Carney a souligné l’impact durable du «grand changement structurel» introduit par le gouvernement Thatcher, c’est-à-dire la privatisation en gros de biens publics précieux et la financiarisation de l’économie. Dans le contexte de la mondialisation, la part des revenus du 1 % le plus riche au Royaume-Uni a «triplé, passant de 5 % au début des années 1980 à 15 % en 2009.»

Carney a souligné la façon dont le capitalisme a condamné toute une génération de jeunes au chômage, aux bas salaires et aux emplois précaires : «Tant pour les revenus que la richesse, certains des changements les plus importants se sont produits entre les générations. Un millénial typique gagne 8000 livres sterling de moins au cours de sa vingtaine que ses prédécesseurs.»

Les récessions «affectent de façon disproportionnée les jeunes. Terminer des études en période de récession est généralement une mauvaise nouvelle pour la trajectoire des gains de quelqu’un. Les diplômés les plus avantagés tendent, au fil du temps, à reprendre le dessus, mais les moins favorisés peuvent être affectés en permanence», a déclaré Carney.

Le défi, a-t-il dit, est de voir «comment gérer et modérer les forces de l’innovation et de l’intégration [la mondialisation]» qui favorisent l’isolement et le détachement de proportions substantielles de la population.

«La combinaison de l’ouverture des marchés et de la technologie signifie que les rendements dans un monde globalisé amplifient les recettes des super-étoiles et de ceux qui ont de la chance [c’est-à-dire les 10% les plus riches pour qui parle Carney]. Nous en sommes peut-être au temps des gens célèbres ou fortunés, mais qu’advient-il du monde frustré et effrayé?»

«Pour que le libre-échange profite à tous, il faut une certaine redistribution», a-t-il déclaré. «Nous devons progresser vers une croissance plus inclusive où chacun a un intérêt dans la mondialisation», parce que les gens dans le monde avancé «perdent confiance» dans un système qui n’a pas «bénéficié à tous».

La solution de Carney est de proclamer la nécessité de rééquilibrer «la combinaison de la politique monétaire, de la politique budgétaire et des réformes structurelles» et de «progresser vers une croissance plus inclusive où chacun a un intérêt dans la mondialisation». Autrement, «il ne faudra pas se surprendre si les gens se mettent à ignorer majoritairement les piétés des vertus de l’ouverture des marchés et des nouvelles technologies».

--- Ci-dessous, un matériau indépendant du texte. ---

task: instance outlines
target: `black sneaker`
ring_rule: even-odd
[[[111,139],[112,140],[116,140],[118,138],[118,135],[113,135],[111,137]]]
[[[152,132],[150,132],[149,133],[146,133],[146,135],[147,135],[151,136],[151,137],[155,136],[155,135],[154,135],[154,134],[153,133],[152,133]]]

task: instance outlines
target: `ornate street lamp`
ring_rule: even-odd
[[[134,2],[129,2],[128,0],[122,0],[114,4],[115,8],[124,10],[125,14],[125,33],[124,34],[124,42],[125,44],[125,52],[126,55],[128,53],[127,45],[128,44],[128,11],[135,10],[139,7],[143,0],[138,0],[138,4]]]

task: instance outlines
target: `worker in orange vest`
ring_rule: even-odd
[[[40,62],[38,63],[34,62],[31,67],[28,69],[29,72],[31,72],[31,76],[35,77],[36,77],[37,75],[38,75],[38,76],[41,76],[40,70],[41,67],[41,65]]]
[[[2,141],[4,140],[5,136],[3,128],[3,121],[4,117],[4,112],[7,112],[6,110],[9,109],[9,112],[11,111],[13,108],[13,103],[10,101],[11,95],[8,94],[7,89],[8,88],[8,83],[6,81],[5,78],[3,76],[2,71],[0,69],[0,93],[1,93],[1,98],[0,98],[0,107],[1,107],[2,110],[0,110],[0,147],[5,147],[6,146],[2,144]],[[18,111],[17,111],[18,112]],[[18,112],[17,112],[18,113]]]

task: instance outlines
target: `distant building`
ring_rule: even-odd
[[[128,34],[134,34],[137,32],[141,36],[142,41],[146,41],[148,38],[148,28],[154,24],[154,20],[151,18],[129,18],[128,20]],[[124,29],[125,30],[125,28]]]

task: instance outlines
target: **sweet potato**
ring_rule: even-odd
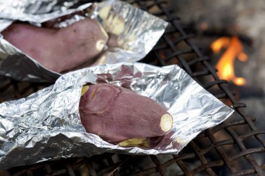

En quoi consiste ce rééquilibrage semble avant tout avoir été présenté par Carney comme une défense de sa gestion en tant que gouverneur de la Banque d’Angleterre. Réduire les taux d’intérêt pratiquement à zéro et remettre des milliards aux banques et aux marchés boursiers sous forme d’assouplissement quantitatif a signifié «l’évitement du chômage de masse et de la déflation de la dette», selon lui. Mais alors pourquoi, demande-t-il, «on ne se sent pas comme dans le bon vieux temps?»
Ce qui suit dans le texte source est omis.